The second DNA match was more interesting. I had (on several occasions) attempted to locate Joseph Stockford’s parents and siblings in the United States, but could never find them. Well, the DNA thing paid off. I kept finding indications that his siblings moved to Canada. But I could never find substantial evidence to support that the Stockfords I kept coming across in Canada were Joseph’s siblings. Through DNA, we have a match with a family surnamed Blinco. A woman named Elizabeth Stockford from England married a man named George Blinco on 10 October 1844 in Ontario, Canada. Among Joseph’s siblings who immigrated with him in 1844 was sister, Elizabeth. Sister Elizabeth and Elizabeth Blinco are the same age as eachother. Cha-ching.

Aside from confirming a connection between Joseph Stockford of Ohio to Elizabeth (Stockford) Blinco of Canada, her lineage is reasonably easy to trace to her living descendent (our DNA match). I have no doubt that the Elizabeth Blinco in the records is the ancestor of our DNA match. And the DNA brings us to a common ancestor, Mary Bicester. But…wait, wait…
Elizabeth’s descendent is also a HALF cousin. Dunt dunt dunnnnn….

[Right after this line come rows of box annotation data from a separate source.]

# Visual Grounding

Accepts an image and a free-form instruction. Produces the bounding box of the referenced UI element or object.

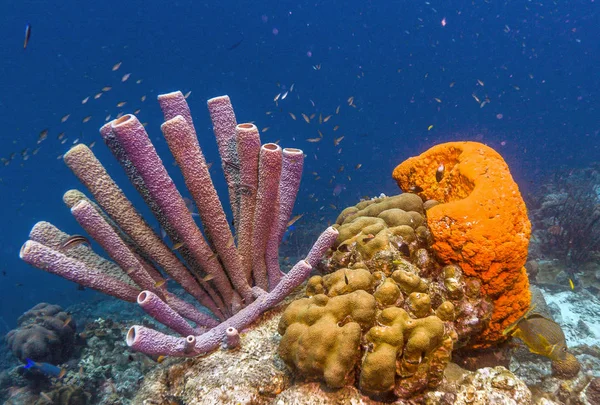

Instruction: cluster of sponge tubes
[20,91,338,356]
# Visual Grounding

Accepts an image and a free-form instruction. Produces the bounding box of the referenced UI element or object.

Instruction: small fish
[286,214,304,228]
[58,235,91,250]
[502,306,567,360]
[24,359,67,378]
[435,163,445,183]
[23,23,31,49]
[38,128,48,144]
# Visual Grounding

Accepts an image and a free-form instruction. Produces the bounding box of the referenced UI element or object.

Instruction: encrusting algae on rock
[393,142,531,347]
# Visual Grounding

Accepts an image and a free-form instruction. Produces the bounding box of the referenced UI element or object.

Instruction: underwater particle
[37,128,48,144]
[23,23,31,49]
[435,163,445,183]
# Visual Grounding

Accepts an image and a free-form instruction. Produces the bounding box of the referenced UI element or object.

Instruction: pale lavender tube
[19,240,140,302]
[126,325,196,357]
[265,148,304,290]
[137,291,198,336]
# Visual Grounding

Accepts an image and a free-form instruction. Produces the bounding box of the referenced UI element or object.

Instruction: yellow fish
[502,305,567,360]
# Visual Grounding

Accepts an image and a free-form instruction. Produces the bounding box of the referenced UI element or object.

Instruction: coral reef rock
[6,302,76,364]
[279,193,502,399]
[393,142,531,347]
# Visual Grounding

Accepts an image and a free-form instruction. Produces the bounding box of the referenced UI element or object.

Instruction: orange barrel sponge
[393,142,531,347]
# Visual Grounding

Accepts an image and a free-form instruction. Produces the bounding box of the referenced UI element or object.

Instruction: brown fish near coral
[503,307,567,360]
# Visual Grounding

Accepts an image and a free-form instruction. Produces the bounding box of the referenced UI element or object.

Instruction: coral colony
[20,92,338,356]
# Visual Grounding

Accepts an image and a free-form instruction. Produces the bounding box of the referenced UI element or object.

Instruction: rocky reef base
[132,292,600,405]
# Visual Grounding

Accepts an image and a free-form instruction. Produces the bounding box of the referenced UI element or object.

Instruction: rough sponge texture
[6,302,76,364]
[393,142,531,347]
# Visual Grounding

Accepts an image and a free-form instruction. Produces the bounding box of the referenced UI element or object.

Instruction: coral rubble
[393,142,531,347]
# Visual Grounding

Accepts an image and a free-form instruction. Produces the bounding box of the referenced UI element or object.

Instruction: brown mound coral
[393,142,531,347]
[279,193,492,399]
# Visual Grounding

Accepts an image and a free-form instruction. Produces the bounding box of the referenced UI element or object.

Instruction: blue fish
[23,23,31,49]
[25,359,67,378]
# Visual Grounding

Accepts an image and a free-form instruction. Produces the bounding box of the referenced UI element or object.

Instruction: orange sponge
[393,142,531,347]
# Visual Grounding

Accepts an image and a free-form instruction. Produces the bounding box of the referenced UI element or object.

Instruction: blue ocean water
[0,0,600,372]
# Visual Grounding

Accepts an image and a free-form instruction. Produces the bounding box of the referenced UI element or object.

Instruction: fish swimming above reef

Sooooo…this is a little more touchy than William’s son from a previous relationship. Our common DNA ancestor is Mary Bicester, which makes Elizabeth a half-sibling to our Joseph Stockford – and no relation to William (the third). Elizabeth was born in 1822, nine years after Mary Bicester married William. Elizabeth was not their last child. They had at least three more children after Elizabeth. Who would Elizabeth’s father be, if not William? We’ll never know.
To be fair, William (the second) may have been either desperate or less than ethical. Back in England, the Stockfords found themselves on the wrong side of the law on several occasions. I can’t confidently sort which Stockford’s were in jail for which offenses/times since there were several family branches that used the same christian names. There was a William Stockford of the right age, who did one year in Oxford prison for larceny – in 1814. Right after William’s (the third) baptism. William (the second) and Mary Bicester don’t appear in Stoke Lyne until 1816 for their second child’s baptism, leaving a compelling two year gap in children between 1814 and 1816. Did Joseph’s father do time? I don’t really know. The incarceration records don’t give much detail, just age, and offense. So, was William away from home – perhaps in prison again or looking for work elsewhere, and Mary had an affair? Maybe mean ‘ole Aunt Hattie Stockford’s penchant for chasing her sister’s husbands in Ohio was a hereditary trait?
Why do I question Williams potential motives (desperate or unethical)? Because laws in England were more strict than we are accustomed to today. William’s theft (whoever this William was) could have been an act of desparation. An infant child in his care, unable to work, and perhaps estranged from his family and he needed to eat. OR, he was lazy and didn’t want to work. Social class played a big role in people’s motivations in the 18th and 19th centuries, and English criminal law didn’t really care about the hardships of the poor working class at that time. For example, another Stockford did time in the Oxford prison, a woman (a cousin to Joseph) was imprisoned for having a child out of wedlock in the mid-19th century. Perhaps this social disparity was what drove William and Mary to emmigrate. In Ohio, Joseph appears to live a very fine and upstanding life. I find no evidence of unethical or immoral issues. Or maybe the son was just caught in the middle of bad parents and an opportunity to break away. Afterall, he went to Ohio when the rest went to Canada.
And this leaves Joseph “in the middle” of a mysteriously blended family.

Nice work! I keep delaying the deep-dive that I need to do into some of my DNA results (especially on my mother’s American side) – you’d think with all this free time that I’d be happy to do it …!!